To date, the dynamic genome has best been interrogated using microarray studies. Microarray chips can provide a snapshot of an organism’s gene expression activity at a given time. Compared to RNA sequencing, microarray is more established and cost-effective in analyzing the expression of defined genes by high throughput methods. Furthermore, microarray data is not as complex as that of RNA sequencing, which make it easier to analyze and apply widely to various fields. However, traditional, tissue-based microarray studies have a number of disadvantages. Invasive biopsies can be obtained only in very late stage disease, at transplant or after death in the case of difficult-to-access organs such as lung, breast, prostate, heart, and brain. For these reasons, tissue-based microarray is less useful for research in early-stage disease, or in the clinic.

One additional limiting factor in any tissue-based technology is the problem of heterogeneity. Diseased cells are not necessarily homogeneously distributed throughout tissue, and in cancer, malignant cells can differ from each other in their mutations [8]. Thus, analysis based on solid biopsy needs to take these factors into account by taking multiple invasive samples. However, this requirement increases the cost of the test and the test’s inconvenience to patients. To avoid this problem, so called “liquid biopsies” attempt to detect circulating tumor cells from a blood sample. While the presence of circulating tumor cells is a strong prognostic factor for overall survival in certain cancer patients, the clinical significance of circulating tumor cells in most patients is still unknown [9]. Furthermore since circulating tumor cells are very few in number in early stage cancer, analysis requires extreme analytical sensitivity to detect what very few cells are present and at a cost of many false positives, making testing unreliable.

By contrast, white blood cells in peripheral blood provide a near ideal diagnostic sample. Blood sampling is a long-established and well-accepted procedure for disease diagnosis and monitoring. Whole blood is easy to access, and patients and physicians are accustomed to blood sampling. White blood cells are much more abundant than circulating tumor cells, which eliminates the challenge of analytical sensitivity. Furthermore, because the sample is liquid, the distribution of cells is homogeneous. This reduces or eliminates the need for multiple samples. Another advantage of using whole blood is that the immune cells in blood are biologically affected by disease located elsewhere in the body regardless of the tissue affected [10,11]. Thus the requirement for direct biopsy is reduced and even potentially eliminated. For these reasons blood-based transcriptomics has significant advantages over tissue-based biopsy technology. We propose this concept as the Sentinel Principle®, which employs the circulating blood cells as “sentinels” for detecting and responding to micro-environmental changes in the body.

Blood-based transcriptomics may also come to play an important role in detecting disease at an early stage in which clinically apparent pathological variants have not yet emerged. Blood cells act as transporter cells and as mediators of the immune response and are involved in the pathogenesis of many diseases [12]. Thus when physiological or pathological insults occur anywhere in the organism, the gene expression profile of the peripheral blood cells will change in order to carry and to transfer information to engage the immune system and maintain physiological homeostasis [13]. Our previous research has shown that peripheral blood cells respond differently to various pathological changes and thus analysis of differential gene expression can distinguish between and among diseases [14]. Furthermore, since the interaction between the immune system and disease usually precedes the occurrence of clinically pathological variation, the study of blood cell profiles might make it possible to detect diseases at an early stage. For instance, according to the cancer immunoediting theory, cancer has a long equilibrium phase in which tumor cells survive immune elimination and maintain a state of functional tumor dormancy [15]. During the equilibrium phase, there is no clinically detectable pathological variation, but the interaction of the immune system against cancer cells occurs covertly in the body. Our hypothesis is that early stage cancer and other diseases can be detected by analysis of variation in the gene expression profiles of peripheral blood.

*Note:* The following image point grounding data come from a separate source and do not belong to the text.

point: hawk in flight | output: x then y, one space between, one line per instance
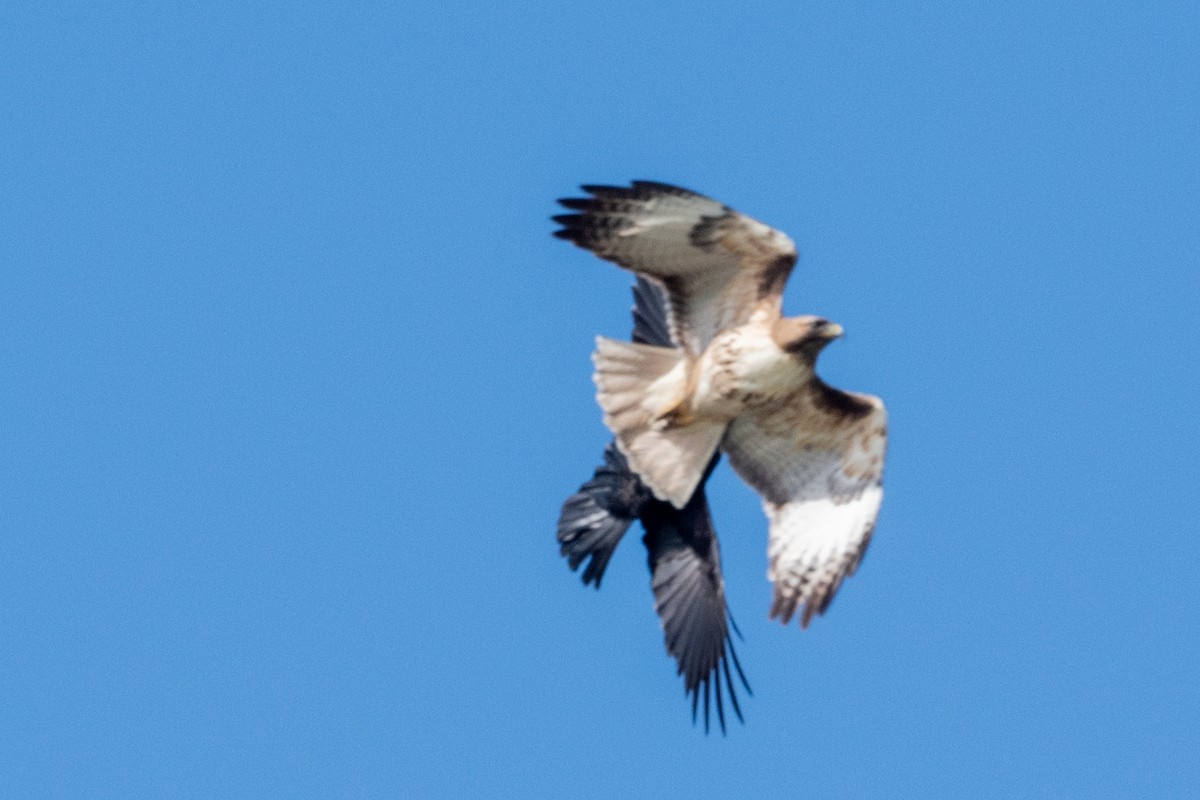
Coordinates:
733 376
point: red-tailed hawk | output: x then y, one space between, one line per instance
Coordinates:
681 543
739 377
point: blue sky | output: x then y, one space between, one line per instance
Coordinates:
295 380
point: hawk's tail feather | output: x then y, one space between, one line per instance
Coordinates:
639 386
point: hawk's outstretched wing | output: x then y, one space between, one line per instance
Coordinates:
718 266
684 559
817 462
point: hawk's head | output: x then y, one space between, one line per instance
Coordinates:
804 337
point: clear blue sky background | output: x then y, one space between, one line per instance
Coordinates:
294 380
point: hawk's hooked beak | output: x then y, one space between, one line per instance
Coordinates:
831 331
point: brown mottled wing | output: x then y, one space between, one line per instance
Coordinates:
817 463
718 266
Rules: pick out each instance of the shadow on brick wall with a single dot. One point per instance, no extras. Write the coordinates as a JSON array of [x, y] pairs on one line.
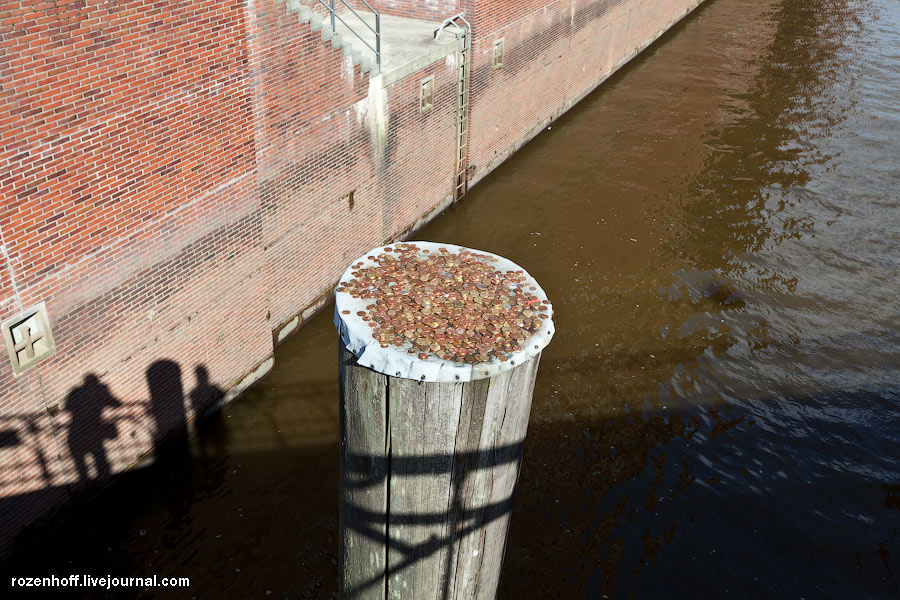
[[40, 488]]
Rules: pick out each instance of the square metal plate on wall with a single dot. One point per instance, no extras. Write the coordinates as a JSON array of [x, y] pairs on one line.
[[426, 94], [497, 59], [28, 338]]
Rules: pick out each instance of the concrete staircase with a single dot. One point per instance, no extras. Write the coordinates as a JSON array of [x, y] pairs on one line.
[[317, 22]]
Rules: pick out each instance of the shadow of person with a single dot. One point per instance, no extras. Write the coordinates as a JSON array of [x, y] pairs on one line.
[[88, 429], [204, 400], [173, 466]]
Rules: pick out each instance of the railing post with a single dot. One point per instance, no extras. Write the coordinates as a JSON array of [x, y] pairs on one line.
[[378, 39]]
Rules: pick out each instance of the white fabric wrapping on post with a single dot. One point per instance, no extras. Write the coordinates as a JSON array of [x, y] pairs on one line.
[[397, 362]]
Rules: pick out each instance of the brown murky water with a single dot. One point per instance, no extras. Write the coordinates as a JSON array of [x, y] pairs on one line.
[[718, 228]]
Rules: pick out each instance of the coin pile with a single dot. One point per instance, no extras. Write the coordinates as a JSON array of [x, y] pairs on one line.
[[455, 306]]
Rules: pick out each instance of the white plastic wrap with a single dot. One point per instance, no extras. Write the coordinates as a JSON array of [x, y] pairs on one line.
[[397, 362]]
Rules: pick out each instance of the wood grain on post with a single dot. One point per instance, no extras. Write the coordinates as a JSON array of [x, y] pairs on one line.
[[428, 471]]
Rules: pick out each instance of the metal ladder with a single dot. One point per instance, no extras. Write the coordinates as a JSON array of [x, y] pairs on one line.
[[463, 34]]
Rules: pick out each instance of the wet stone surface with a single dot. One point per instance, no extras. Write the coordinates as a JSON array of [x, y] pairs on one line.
[[456, 306]]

Although blood-based transcriptomics research has great potential in clinical application, it has its own set of limitations. In order optimally to measure the expression levels of messenger RNA in whole blood, several challenges need to be overcome. First, whole blood introduces into sampling the factor of white blood cell population distribution. Second, the dynamic composition of blood cells in response to a constantly changing environment means that even copy numbers normalized to total cell count and sample volume may exhibit variability. Third, sampling technology can introduce additional artefacts, such as differences between EDTA and PAXgene™ (PreAnalytiX) collection tubes and protocols. Moreover, microarrays from different manufacturers each have their own peculiarities and need corrective measures tailored for each. These factors make the analysis of the data more complex and time consuming. A practical solution is required that can identify well-performing gene panels in the face of these challenges.

The most common of these limitations, the interference derived from different blood sampling technologies, cannot be ignored in blood-based transcriptomics research. The conventional method for drawing blood uses EDTA collection tubes, which inhibit clotting but do not stabilise intracellular RNA. When EDTA blood collection tubes are used, intracellular RNA needs to be isolated within four hours of collection, as RNA degrades rapidly. Therefore, EDTA collection tubes are not practical for clinical applications when tests involve RNA and the collection sites are far from the laboratory. To overcome this problem, PAXgene tubes contain reagents that stabilise RNA, allowing easy blood collection, storage and transport of blood samples [16]. However, excessive globin mRNA levels interfere with transcript measurement and increase variability. This difficulty is addressed by the use of specifically designed reagents with different degree of globin signal suppression. Thus, gene expression profiles derived from EDTA and PAXgene blood collection tubes are not completely consistent between samples drawn from the same patient and processed under different protocols, an inconsistency that may lead to confusing or contradictory results.

2. Experimental Section

In an earlier study we published the predictive performance of gene panels identified by the method developed by our group using a data set consisting of 631 blood samples collected in EDTA tubes and discriminating for three diseases with an area under the receiving operator characteristic curve (AUROC) ranging from 89% to 93% [17]. We later expanded the set to include 17 diseases represented by more than 1700 samples, and we were able to obtain similar prediction performance. However, because our samples were collected using EDTA tubes, the results would not be useful for many clinical applications, as discussed above.

We have therefore transitioned to PAXgene tube collection and have started to rebuild our disease panels. This offered us an opportunity to evaluate the performance of our method against an established statistical package, Weka [18], for a study in which samples were collected initially using EDTA tubes and then PAXgene tubes.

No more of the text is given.